Chasing Portraits” Examines the Life of Warsaw-Based Jewish Artist Moshe Rynecki

1970
1945
The Jewish Voice 4 April 2019

 



First Run Features is pleased to announce that Elizabeth Rynecki's documentary Chasing Portraits will open in New York on April 26 and in Los Angeles on May 17.
Elizabeth Rynecki will be present for post-screening Q&A’s opening weekend.

The theatrical premiere comes after playing in a number of sold-out festival screenings worldwide including the San Francisco Jewish Film Festival and the New York Jewish Film Festival.

For more than a decade Moshe’s great-granddaughter, Elizabeth, (pictured above) has searched for the missing art, with remarkable and unexpected success. Her commitment was inspired by the obligation she felt to tell the story of her great-grandfather’s paintings.

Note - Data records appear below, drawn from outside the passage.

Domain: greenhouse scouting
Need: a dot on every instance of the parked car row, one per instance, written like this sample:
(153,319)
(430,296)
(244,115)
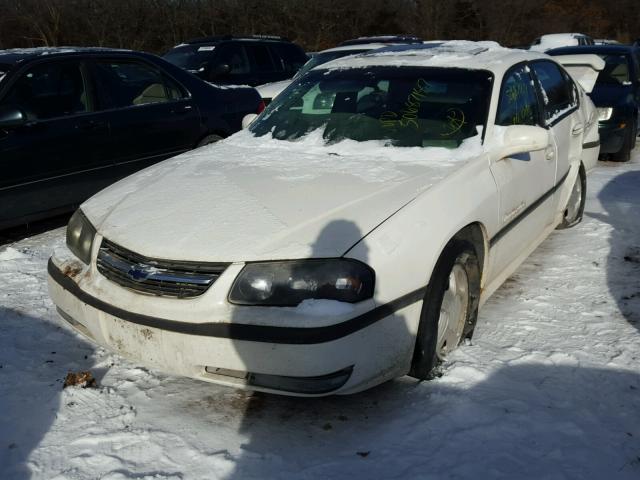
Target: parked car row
(73,121)
(347,237)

Spanning three generations, Chasing Portraits is a deeply moving narrative of the richness of one man’s art, the devastation of war, and one woman’s unexpected path to healing. Moshe Rynecki (1881-1943) was a prolific Warsaw-based artist who painted scenes of the Polish-Jewish community until he was murdered at Majdanek concentration camp. After the Holocaust, Moshe’s wife was only able to recover a small fraction of his work, but unbeknownst to the family, many other pieces survived.

For more than a decade Moshe’s great-granddaughter, Elizabeth, has searched for the missing art, with remarkable and unexpected success. Her commitment was inspired by the obligation she felt to tell the story of her great-grandfather’s paintings. Her family lost most everything in the war; given how much of Warsaw was destroyed, and how few Polish Jews survived, it is a miracle that her father, grandparents – and any of her great-grandfather’s paintings – survived at all.

Director’s Statement

I grew up surrounded by my great-grandfather’s paintings; they were prominently displayed on the walls of my family home. I understood from an early age that his art connected me to a history that, while not exactly my own, still overshadowed my life. When I started the project, it felt critical to me to document the history and share the art. It’s been eye opening to see how contemporary politics and a significant increase in anti-Semitic incidents around the world have enhanced the importance and relevance of the film for today’s audiences. My documentary is focused on my great-grandfather’s art and my quest for his lost paintings, but inevitably draws attention to larger themes about the long reaching impacts of war and what it means to be a refugee. I feel like the film is a statement not only about my great-grandfather’s art and issues surrounding Holocaust era looted art, but about the role of art and the artist.

I’m often asked why I am not a claimant fighting for the return of my great-grandfather’s paintings. My great-grandfather painted because he was passionate about the Polish-Jewish community and he wanted to record the people he knew and loved. Getting paintings back is only one form of justice. Being able to share my great-grandfather’s art with others is a form of social and historical justice. Seeing audiences discover his work feels like an enormous win.

I hope that after seeing my great-grandfather’s art, audiences will love it and gain a better understanding of the rich and vibrant world of Polish-Jewish art that was lost during the war. If the film inspires audiences to be curious about their own family history, that would be ideal. I also hope that by sharing my own personal experiences navigating my family’s Holocaust legacy, audiences will begin to see how the effects of war cascade down to subsequent generations.